Robnett’s victory ends Lindquist’s nine-year tenure, which was marked by turmoil and controversy: costly litigation related to his actions, multiple accusations of misconduct from his subordinates and an independent investigation that found a politicized, image-obsessed office driven by intimidation and retaliation.
The win qualifies as a stunner. When Robnett announced her campaign on Feb. 1, she was a first-time candidate. Political insiders expected her to provide credible opposition, enough to make the race close — but few expected her to win.
She faced a powerful two-term incumbent with high name recognition, diligently built over a decade. Lindquist, known as a relentless and telegenic campaigner, won his first election in 2010 and cruised unopposed to a second term in 2014.
The campaign was inescapably personal. Robnett, who had worked for the prosecutor’s office from 1994 to 2012, was running against her former boss. She supported his first campaign. Lindquist, 59, appointed her as his chief criminal deputy after taking office. She left in 2012, dissatisfied with his leadership.
She faced another steep obstacle when the campaign began: a fundraising deficit. Lindquist, raising money for the past three years, already had banked $105,000 when Robnett announced her candidacy. Her tally: zero.
Over the next nine months, the picture flipped. Robnett outraised Lindquist, outspent him, and according to her supporters, outworked him. The latest campaign-finance records from the state Public Disclosure Commission, updated Tuesday morning, reveal the numbers: Robnett raised $287,771 to Lindquist’s $227,079.
On the campaign trail, Lindquist, a Democrat, repeated his campaign message like a metronome, touting his efforts to keep the community safe and citing various crime-fighting initiatives within his office.
He racked up endorsements from scores of local elected officials, including Tacoma Mayor Victoria Woodards, and the biggest catch of all, Gov. Jay Inslee.
Robnett, who ran as a nonpartisan, countered with a disciplined message of her own: “Crime isn’t partisan, and justice shouldn’t be political.” She hammered on the turbulence surrounding Lindquist and emphasized her experience as a professional prosecutor.
She also made inroads with local Democratic and Republican organizations, showing unexpected strength. She scored prominent bipartisan endorsements of her own: Democrat Pat McCarthy, the former county executive and current state auditor; Republican Bruce Dammeier, the current county executive, and Republican Rob McKenna, former state attorney general.
While Lindquist emphasized political endorsements from local elected officials, Robnett underlined backing from the legal and law enforcement communities: the professionals who work most closely with the prosecutor’s office. Police unions in Tacoma and Pierce County backed her, as did retired judges, current and former prosecutors, and local defense attorneys.
The defeat ends Lindquist’s term, but not his troubles. He still faces a disciplinary hearing before the Washington State Bar Association that could lead to sanctions including the suspension of his license to practice law.

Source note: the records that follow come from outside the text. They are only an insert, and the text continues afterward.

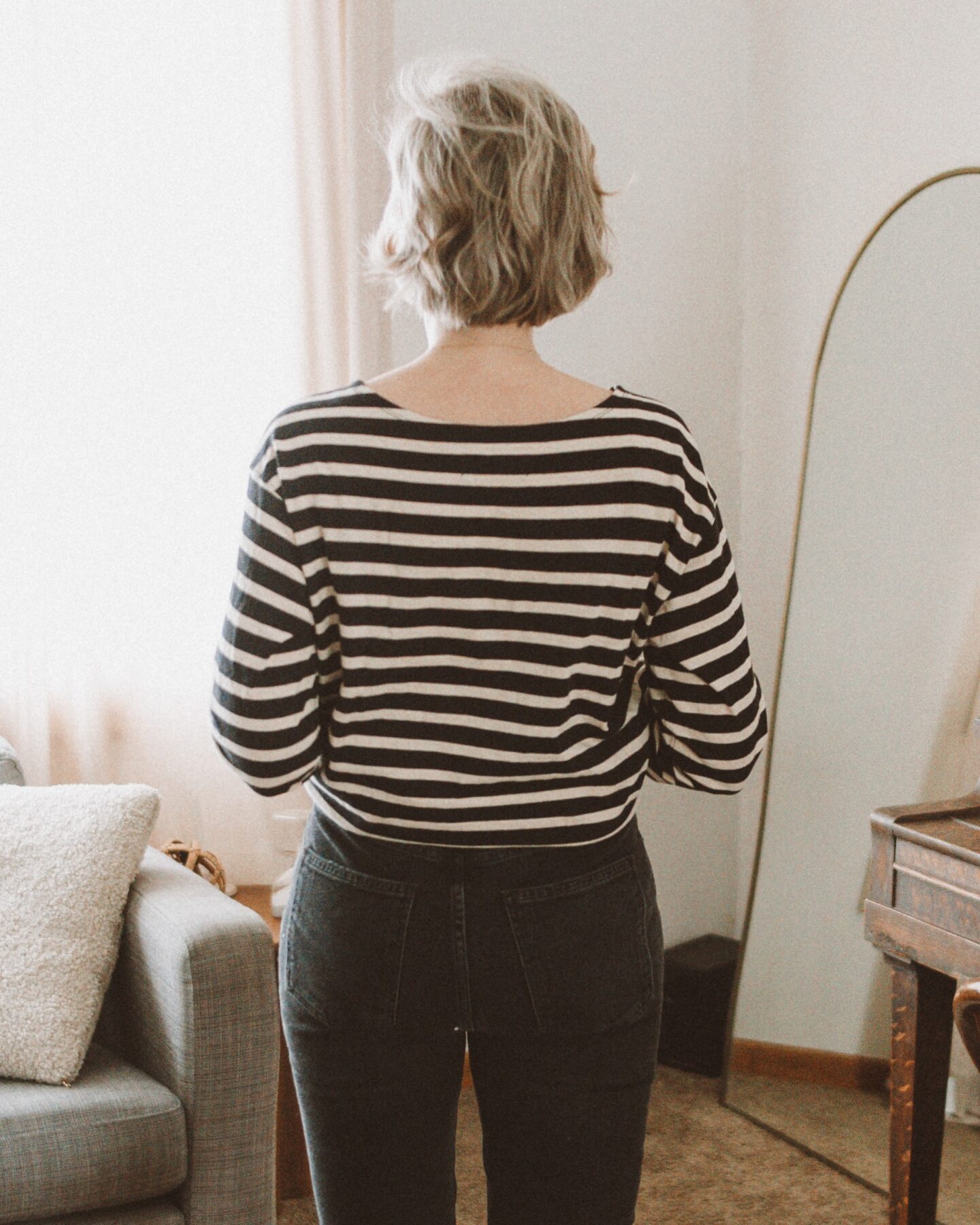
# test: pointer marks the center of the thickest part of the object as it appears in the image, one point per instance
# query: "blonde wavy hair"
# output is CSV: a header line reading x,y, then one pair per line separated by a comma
x,y
495,214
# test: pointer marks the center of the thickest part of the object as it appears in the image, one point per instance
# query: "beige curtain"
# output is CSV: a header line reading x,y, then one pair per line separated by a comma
x,y
342,65
80,698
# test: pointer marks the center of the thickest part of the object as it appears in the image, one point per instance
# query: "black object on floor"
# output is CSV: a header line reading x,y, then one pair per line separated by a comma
x,y
698,977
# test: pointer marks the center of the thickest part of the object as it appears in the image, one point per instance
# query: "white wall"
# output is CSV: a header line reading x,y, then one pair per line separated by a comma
x,y
851,107
659,87
151,327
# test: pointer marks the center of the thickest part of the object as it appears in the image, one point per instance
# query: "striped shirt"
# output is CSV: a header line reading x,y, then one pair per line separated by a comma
x,y
483,635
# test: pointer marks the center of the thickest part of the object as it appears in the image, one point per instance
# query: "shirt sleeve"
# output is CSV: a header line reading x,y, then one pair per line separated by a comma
x,y
708,723
267,715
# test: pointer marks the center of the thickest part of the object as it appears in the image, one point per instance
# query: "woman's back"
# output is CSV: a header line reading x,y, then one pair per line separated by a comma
x,y
473,393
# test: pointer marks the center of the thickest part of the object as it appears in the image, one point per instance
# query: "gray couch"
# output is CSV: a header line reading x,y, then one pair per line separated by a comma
x,y
172,1119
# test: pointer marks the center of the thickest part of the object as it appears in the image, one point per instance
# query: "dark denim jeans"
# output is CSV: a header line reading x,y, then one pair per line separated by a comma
x,y
549,960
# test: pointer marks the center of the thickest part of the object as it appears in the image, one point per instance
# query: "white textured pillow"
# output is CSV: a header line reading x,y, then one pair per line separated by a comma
x,y
67,858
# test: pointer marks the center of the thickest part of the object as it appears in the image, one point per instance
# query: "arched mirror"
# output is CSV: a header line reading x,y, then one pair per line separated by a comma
x,y
876,689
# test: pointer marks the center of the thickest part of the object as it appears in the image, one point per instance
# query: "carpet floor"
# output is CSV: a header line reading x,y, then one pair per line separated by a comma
x,y
704,1165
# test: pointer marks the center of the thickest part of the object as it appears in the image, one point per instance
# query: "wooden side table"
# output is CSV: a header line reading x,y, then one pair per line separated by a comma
x,y
292,1164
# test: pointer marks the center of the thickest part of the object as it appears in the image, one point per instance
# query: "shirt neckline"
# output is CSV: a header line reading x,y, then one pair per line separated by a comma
x,y
389,404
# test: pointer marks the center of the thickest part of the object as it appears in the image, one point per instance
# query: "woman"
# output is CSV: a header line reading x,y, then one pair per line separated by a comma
x,y
479,600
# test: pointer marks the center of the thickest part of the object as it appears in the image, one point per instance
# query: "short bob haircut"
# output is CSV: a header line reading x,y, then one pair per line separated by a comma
x,y
495,214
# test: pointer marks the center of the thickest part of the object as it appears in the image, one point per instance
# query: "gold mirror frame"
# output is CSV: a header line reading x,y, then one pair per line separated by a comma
x,y
773,712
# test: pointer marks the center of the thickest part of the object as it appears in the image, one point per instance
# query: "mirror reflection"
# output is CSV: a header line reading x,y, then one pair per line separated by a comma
x,y
876,690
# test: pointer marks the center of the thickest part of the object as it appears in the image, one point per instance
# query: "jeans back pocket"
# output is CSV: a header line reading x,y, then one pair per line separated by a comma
x,y
344,943
585,949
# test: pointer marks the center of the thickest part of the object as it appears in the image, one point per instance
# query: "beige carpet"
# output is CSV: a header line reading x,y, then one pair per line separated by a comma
x,y
704,1165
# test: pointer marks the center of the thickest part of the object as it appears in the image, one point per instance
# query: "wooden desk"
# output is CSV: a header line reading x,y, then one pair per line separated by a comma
x,y
923,912
292,1165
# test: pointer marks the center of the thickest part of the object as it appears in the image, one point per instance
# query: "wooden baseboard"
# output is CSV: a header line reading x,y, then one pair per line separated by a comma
x,y
806,1064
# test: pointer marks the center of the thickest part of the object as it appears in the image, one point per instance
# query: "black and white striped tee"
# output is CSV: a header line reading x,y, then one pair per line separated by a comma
x,y
483,635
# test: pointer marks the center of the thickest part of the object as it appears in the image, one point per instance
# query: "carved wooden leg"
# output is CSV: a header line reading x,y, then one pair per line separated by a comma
x,y
921,1034
967,1016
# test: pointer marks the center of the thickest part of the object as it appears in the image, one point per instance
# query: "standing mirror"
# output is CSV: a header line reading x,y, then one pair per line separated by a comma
x,y
876,689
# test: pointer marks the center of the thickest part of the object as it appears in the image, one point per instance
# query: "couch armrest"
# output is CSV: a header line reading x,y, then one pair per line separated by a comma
x,y
194,1002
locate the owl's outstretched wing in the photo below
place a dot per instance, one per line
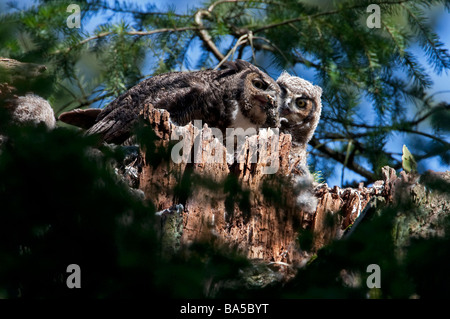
(178, 93)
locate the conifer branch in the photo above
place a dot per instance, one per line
(139, 33)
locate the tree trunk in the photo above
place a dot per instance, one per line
(240, 206)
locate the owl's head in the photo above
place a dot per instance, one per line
(300, 107)
(256, 94)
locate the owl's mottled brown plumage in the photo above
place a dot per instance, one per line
(237, 95)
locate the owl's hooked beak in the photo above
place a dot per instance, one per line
(284, 111)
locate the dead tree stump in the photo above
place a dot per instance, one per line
(236, 204)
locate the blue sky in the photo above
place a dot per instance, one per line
(441, 82)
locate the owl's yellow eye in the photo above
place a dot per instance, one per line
(300, 103)
(260, 85)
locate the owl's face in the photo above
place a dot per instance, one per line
(300, 106)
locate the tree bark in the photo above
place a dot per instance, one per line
(239, 206)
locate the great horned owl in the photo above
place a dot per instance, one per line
(238, 95)
(299, 110)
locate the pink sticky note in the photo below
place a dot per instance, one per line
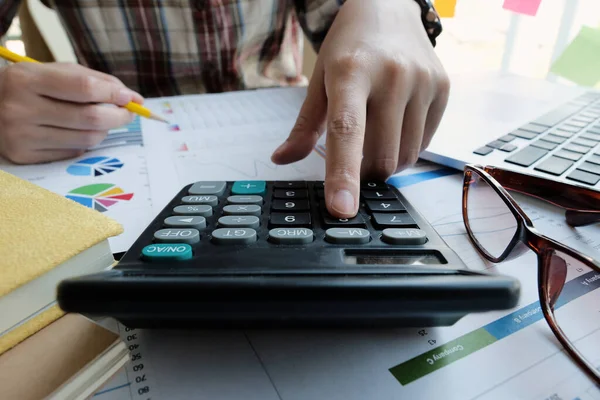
(527, 7)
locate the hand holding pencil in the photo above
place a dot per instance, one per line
(56, 111)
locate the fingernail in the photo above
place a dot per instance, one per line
(343, 202)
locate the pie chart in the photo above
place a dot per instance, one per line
(95, 166)
(99, 196)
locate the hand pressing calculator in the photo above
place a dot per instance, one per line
(268, 254)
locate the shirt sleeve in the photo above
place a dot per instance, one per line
(315, 17)
(8, 10)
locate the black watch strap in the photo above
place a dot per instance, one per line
(431, 20)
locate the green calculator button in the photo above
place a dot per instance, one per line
(167, 251)
(249, 187)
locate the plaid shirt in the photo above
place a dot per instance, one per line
(172, 47)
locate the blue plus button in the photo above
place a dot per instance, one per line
(249, 187)
(167, 252)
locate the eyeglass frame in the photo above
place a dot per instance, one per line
(527, 237)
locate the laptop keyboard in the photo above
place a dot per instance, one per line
(566, 134)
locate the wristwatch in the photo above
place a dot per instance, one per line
(431, 20)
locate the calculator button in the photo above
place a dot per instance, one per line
(234, 236)
(209, 200)
(242, 209)
(290, 194)
(209, 187)
(200, 209)
(239, 221)
(291, 236)
(165, 252)
(290, 205)
(385, 206)
(404, 236)
(249, 187)
(289, 185)
(189, 236)
(347, 235)
(251, 199)
(329, 221)
(289, 220)
(373, 185)
(393, 220)
(185, 221)
(383, 194)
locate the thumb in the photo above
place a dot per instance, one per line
(309, 125)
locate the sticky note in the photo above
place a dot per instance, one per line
(527, 7)
(445, 8)
(580, 61)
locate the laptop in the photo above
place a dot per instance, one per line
(527, 125)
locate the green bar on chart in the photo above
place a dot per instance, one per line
(441, 356)
(580, 62)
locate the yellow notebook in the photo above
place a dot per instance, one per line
(44, 238)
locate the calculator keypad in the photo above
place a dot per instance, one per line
(280, 213)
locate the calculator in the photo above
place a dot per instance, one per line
(262, 254)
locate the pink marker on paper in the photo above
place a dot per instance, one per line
(527, 7)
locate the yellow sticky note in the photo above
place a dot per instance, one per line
(580, 62)
(445, 8)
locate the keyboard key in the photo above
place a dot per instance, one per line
(239, 221)
(290, 205)
(557, 115)
(554, 139)
(594, 159)
(209, 199)
(524, 134)
(189, 236)
(291, 236)
(544, 144)
(289, 185)
(167, 252)
(347, 235)
(568, 155)
(483, 151)
(590, 167)
(583, 177)
(508, 147)
(584, 142)
(507, 138)
(199, 209)
(216, 188)
(185, 221)
(404, 236)
(577, 149)
(385, 205)
(249, 187)
(534, 128)
(242, 209)
(527, 156)
(402, 220)
(554, 165)
(289, 220)
(250, 199)
(290, 193)
(384, 194)
(234, 236)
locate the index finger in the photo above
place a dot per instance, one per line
(346, 119)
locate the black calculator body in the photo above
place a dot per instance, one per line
(256, 254)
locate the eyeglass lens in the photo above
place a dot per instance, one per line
(490, 220)
(573, 291)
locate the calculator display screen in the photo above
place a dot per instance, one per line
(391, 259)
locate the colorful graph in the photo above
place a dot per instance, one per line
(99, 196)
(94, 166)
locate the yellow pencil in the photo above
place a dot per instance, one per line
(131, 106)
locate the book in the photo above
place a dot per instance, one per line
(44, 238)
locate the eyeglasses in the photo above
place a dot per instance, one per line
(568, 281)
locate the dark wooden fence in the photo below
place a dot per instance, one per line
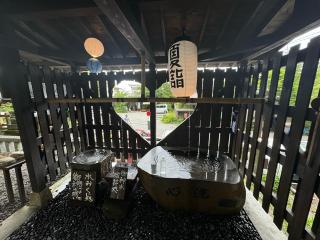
(208, 129)
(269, 142)
(266, 147)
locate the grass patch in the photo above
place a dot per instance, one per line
(171, 117)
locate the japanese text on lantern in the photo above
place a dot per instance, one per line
(88, 185)
(76, 185)
(176, 71)
(119, 183)
(83, 186)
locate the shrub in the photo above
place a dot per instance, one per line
(171, 117)
(6, 107)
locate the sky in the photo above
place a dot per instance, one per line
(301, 40)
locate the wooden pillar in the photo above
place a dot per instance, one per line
(152, 85)
(143, 75)
(12, 74)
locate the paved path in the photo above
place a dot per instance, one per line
(6, 208)
(139, 120)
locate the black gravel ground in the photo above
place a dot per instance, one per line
(6, 208)
(61, 220)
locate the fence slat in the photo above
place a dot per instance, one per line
(279, 127)
(296, 130)
(35, 77)
(267, 122)
(242, 115)
(248, 125)
(257, 121)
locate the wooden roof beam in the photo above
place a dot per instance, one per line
(55, 13)
(204, 24)
(39, 38)
(163, 32)
(127, 25)
(226, 23)
(258, 20)
(110, 36)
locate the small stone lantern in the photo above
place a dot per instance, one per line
(87, 170)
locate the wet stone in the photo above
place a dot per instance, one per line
(145, 221)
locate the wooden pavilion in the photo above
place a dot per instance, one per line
(60, 112)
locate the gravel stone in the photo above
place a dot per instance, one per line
(145, 221)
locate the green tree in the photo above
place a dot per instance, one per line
(164, 91)
(120, 107)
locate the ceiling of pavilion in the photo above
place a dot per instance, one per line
(222, 30)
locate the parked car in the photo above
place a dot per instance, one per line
(161, 108)
(143, 133)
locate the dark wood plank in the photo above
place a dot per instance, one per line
(105, 112)
(76, 89)
(73, 117)
(205, 109)
(227, 111)
(248, 124)
(296, 130)
(242, 115)
(8, 184)
(14, 75)
(85, 79)
(22, 192)
(267, 119)
(55, 118)
(280, 124)
(216, 110)
(95, 81)
(153, 116)
(63, 109)
(257, 121)
(36, 77)
(123, 19)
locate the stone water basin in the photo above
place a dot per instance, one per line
(212, 185)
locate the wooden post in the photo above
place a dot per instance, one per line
(152, 84)
(12, 72)
(143, 75)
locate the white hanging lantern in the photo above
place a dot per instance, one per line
(182, 68)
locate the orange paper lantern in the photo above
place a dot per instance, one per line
(94, 47)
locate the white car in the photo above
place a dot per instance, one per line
(161, 108)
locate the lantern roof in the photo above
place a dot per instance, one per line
(53, 32)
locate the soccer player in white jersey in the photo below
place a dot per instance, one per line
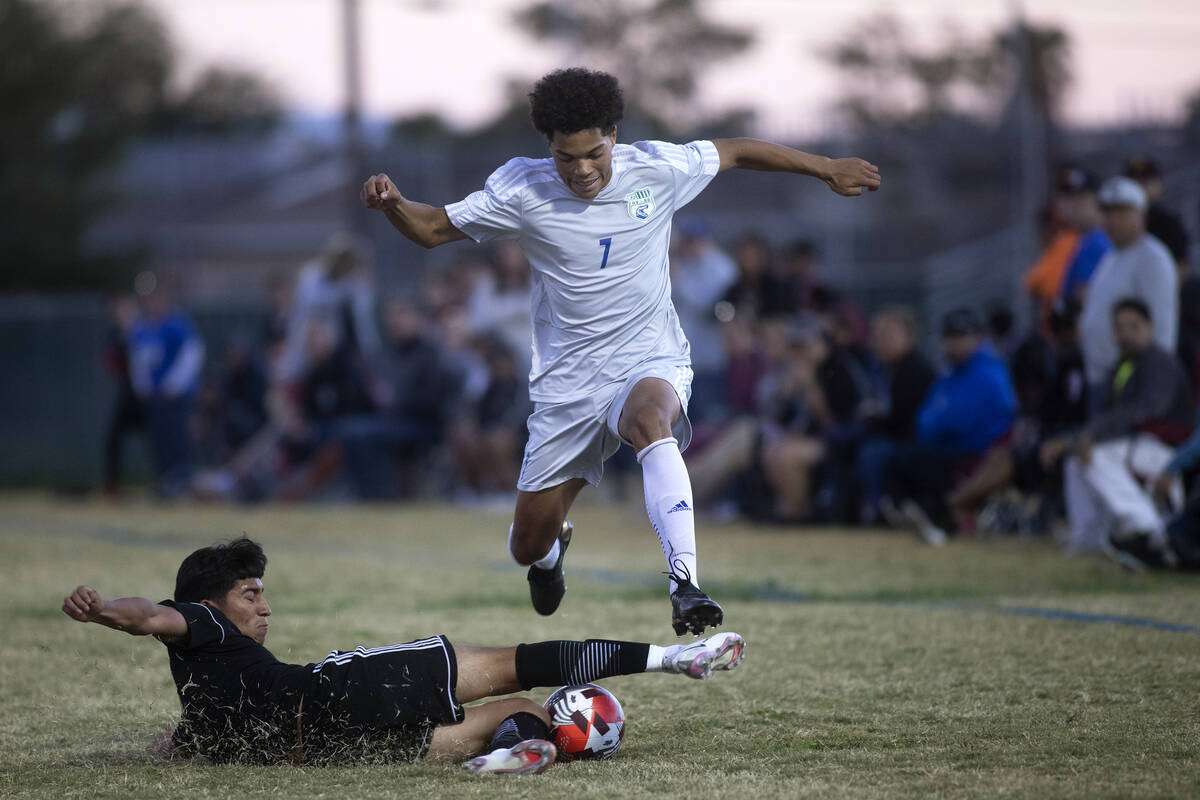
(610, 361)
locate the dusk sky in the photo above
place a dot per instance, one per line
(454, 55)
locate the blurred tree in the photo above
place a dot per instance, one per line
(426, 126)
(222, 101)
(71, 98)
(659, 49)
(1192, 121)
(75, 91)
(893, 82)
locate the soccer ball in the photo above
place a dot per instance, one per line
(587, 721)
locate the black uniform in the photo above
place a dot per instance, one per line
(240, 704)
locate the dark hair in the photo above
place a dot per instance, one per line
(1135, 305)
(210, 572)
(568, 101)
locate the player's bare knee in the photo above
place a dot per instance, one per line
(647, 423)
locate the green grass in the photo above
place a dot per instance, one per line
(876, 667)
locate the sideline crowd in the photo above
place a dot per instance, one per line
(804, 410)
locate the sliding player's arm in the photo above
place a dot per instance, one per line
(846, 176)
(421, 224)
(135, 615)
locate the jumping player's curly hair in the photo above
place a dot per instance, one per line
(568, 101)
(210, 572)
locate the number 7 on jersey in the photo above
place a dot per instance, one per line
(606, 242)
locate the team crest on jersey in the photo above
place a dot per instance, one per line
(640, 204)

The hearing, set to begin Dec. 10, hinges on professional ethics. Lindquist is accused of violating the rules of professional conduct for prosecutors by endangering the appearance of a fair trial. In the midst of a 2016 murder trial, he appeared on the Nancy Grace legal talk show and commented on the defendant’s guilt.
So far, county taxpayers have spent $62,000 to underwrite Lindquist’s defense. He’s approaching a statutory cap set by county council members, who recently rebuffed his request for more.